Fast forward. OK. And you know from any harmonic oscillator, when it comes to the absorbed power, that it's only the quadrature component which absorbs the power. And you can immediately see that when we say-- just use what is written in black now-- the energy is nothing else than the charge times the displacement. When we divide by delta t, you'll find that the absorbed power is the electric field times the derivative of the dipole moment. Well, if you ever reach over one cycle, we are only interested in d dot, which oscillates with cosine omega t. But that means since it's d dot, d oscillates with sine omega t. And this was the in quadrature component, v.

So it is only the part, v, of the Optical Bloch vector which is responsible for exchanging energy with the electromagnetic field. And we can also, by dividing by the energy of a photon, find out what is the number of absorbed photons. But we did that already when we discussed Optical Bloch Equations.

OK, so that was our look back on the Optical Bloch Equation, the solution for the oscillating dipole moment, and now we are ready to put everything together.

So we want to know the force. The force, using Heisenberg's Equation of Motion for the momentum derivative is the expectation value of the operator, which is the gradient of the Hamiltonian. OK. So now we have to take the gradient of the Hamiltonian. This is the only expression, actually, today, I would've liked to just write it down, and build it up piece by piece. But let me step you through.

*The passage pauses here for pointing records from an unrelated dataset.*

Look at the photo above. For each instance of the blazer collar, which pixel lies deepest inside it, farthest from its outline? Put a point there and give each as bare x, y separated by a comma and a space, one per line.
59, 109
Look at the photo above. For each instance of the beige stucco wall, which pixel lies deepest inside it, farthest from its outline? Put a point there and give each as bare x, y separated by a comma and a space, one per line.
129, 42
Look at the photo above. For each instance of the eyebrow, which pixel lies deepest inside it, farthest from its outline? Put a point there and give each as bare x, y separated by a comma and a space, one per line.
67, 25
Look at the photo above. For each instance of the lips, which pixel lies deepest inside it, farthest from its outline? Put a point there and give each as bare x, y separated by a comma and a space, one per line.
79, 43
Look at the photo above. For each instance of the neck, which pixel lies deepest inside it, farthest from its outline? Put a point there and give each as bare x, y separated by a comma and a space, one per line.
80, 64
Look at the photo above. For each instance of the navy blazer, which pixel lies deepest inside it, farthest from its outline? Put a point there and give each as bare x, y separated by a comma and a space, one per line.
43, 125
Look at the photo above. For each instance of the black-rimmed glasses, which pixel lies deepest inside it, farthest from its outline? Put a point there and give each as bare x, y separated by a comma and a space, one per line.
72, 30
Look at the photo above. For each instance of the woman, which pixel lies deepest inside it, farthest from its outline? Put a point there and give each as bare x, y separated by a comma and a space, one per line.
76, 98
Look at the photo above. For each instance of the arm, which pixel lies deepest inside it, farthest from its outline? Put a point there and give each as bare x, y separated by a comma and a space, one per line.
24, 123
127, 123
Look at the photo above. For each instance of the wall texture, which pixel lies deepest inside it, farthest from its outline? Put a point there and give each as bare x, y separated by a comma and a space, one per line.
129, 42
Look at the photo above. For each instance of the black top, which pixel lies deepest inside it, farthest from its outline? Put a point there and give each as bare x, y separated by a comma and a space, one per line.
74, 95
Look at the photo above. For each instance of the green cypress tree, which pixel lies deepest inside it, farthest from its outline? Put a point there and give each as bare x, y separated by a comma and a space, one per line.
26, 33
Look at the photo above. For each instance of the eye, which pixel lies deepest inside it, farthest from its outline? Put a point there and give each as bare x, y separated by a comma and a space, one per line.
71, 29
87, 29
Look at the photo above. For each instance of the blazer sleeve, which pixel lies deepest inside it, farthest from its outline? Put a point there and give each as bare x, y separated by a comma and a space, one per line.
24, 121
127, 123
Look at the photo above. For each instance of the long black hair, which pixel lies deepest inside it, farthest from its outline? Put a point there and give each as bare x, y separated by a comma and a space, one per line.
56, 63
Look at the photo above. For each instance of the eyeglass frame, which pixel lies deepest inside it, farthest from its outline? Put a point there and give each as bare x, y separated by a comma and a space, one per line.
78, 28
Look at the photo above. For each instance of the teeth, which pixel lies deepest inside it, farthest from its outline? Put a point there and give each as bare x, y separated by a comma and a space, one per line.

We want to take the gradient. The dipole operator of the atom does not have an r dependence, it's just x on the atom, wherever it is. But the gradient with respect to the center of mass position from the atoms comes from the operator of the electromagnetic field. So in other words, what this involves is the gradient of the operator of the fully quantized electromagnetic field. But we have already written at the electromagnetic field as an external electromagnetic field-- classical electromagnetic field-- plus a vacuum fluctuations. But the vacuum fluctuations are symmetric. There is nothing which tells vacuum fluctuations what is left and what is right. So therefore, the derivative only acts on the classical electromagnetic field.

So this is how we have now, you know, we first throw out the coherent state, and now we throw out the vacuum state. And therefore, it is only the classical part of the electromagnetic field which is responsible for the forces. Now we make one way assumption which greatly simplifies it. R is the center of mass position of the atom, and we have to take the electromagnetic field as the center of mass position. And if the atom is localized-- wave packet with a long [? dipole ?] wave-- we sort of have to involve the atomic wave function when we evaluate this operator of the electromagnetic field.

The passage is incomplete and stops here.